Beijing has reportedly postponed indefinitely the construction of the China-Kyrgyzstan-Uzbekistan (CKU) railway line.
Construction was scheduled to start this autumn, according to officials in Kyrgyzstan, as reported by local media and this publication earlier this week.
China’s decision not to move forward with the CKU railway amounts to positive news for Kazakhstan, as the route was supposed to offer an alternative passage for Chinese goods delivery to Russia, depriving Astana of customs clearance fees, Gennady Bessonov, secretary general of the International Coordinating Council for Trans-Eurasian Transport, was quoted as saying by Silk Road Briefing.

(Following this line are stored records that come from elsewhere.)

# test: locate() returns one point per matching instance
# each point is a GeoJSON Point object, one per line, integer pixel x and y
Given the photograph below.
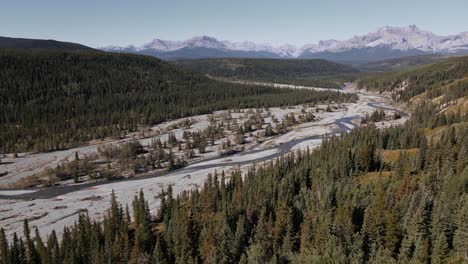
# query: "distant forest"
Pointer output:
{"type": "Point", "coordinates": [397, 195]}
{"type": "Point", "coordinates": [317, 72]}
{"type": "Point", "coordinates": [52, 100]}
{"type": "Point", "coordinates": [448, 78]}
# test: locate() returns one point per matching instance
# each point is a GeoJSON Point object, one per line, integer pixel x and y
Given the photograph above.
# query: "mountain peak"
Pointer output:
{"type": "Point", "coordinates": [391, 39]}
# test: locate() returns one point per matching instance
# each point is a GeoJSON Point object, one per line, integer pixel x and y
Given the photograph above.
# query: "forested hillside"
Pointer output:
{"type": "Point", "coordinates": [400, 64]}
{"type": "Point", "coordinates": [40, 44]}
{"type": "Point", "coordinates": [51, 100]}
{"type": "Point", "coordinates": [396, 195]}
{"type": "Point", "coordinates": [319, 73]}
{"type": "Point", "coordinates": [440, 82]}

“The project is ready, but Beijing, Bishkek and Tashkent have not yet been able to agree on money, or rather on the proportions of its financing. This may drag on for a long time. Kyrgyzstan and Uzbekistan have no money to finance the project,” he was cited as explaining.
Original assessments deemed the railway would cost around $2bn to $3bn, but this sum is estimated to have at least doubled by now.

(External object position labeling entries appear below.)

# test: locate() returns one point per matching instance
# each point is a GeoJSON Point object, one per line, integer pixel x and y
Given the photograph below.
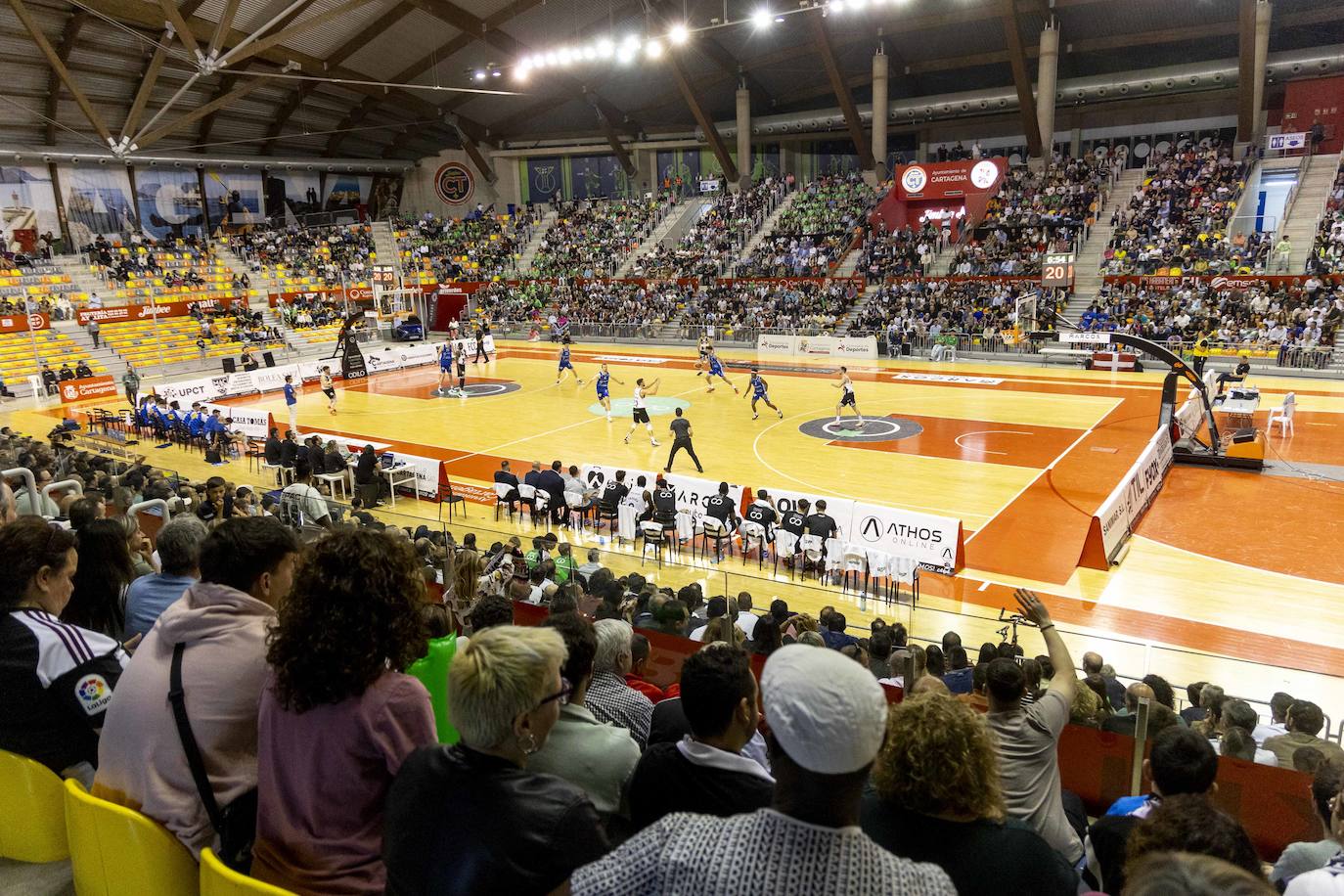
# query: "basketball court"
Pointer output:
{"type": "Point", "coordinates": [1218, 582]}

Bessonov added: “While China could build everything itself, the railway is not a current priority. It is not intended for deliveries to Europe, as they already have trains travelling along the Trans-Siberian Railway and the Dostyk (Kazakhstan)-Orenburg-Brest route, with the volume of about 600 thousand TEU [equivalent of a 20-foot container] per year. Now there is a lot of discussion of transport projects in all Central Asian republics, everyone wants to become a freight hub, but everything is based on money.”
Building the railway would be a tough challenge, given the great number of tunnels that would have to be cut through mountainous Kyrgyzstan. However, officials have said that they are keen on delivering the infrastructure as it would cut the route from China to Europe and the Middle East by 900 kilometres (559 miles).
After long deliberations, project officials chose a northern direction for the CKU from the Chinese city of Kashgar, the terminus of the railway in southern Xinjiang. The railway would go through the border town of Torugart, then through the Arpa Valley (Fergana Range), Makmal and Jalal-Abad in Kyrgyzstan to Uzbekistan. The planned length of the Kyrgyz section is 268.4 kilometres, while the Chinese section would run to 165 kilometres.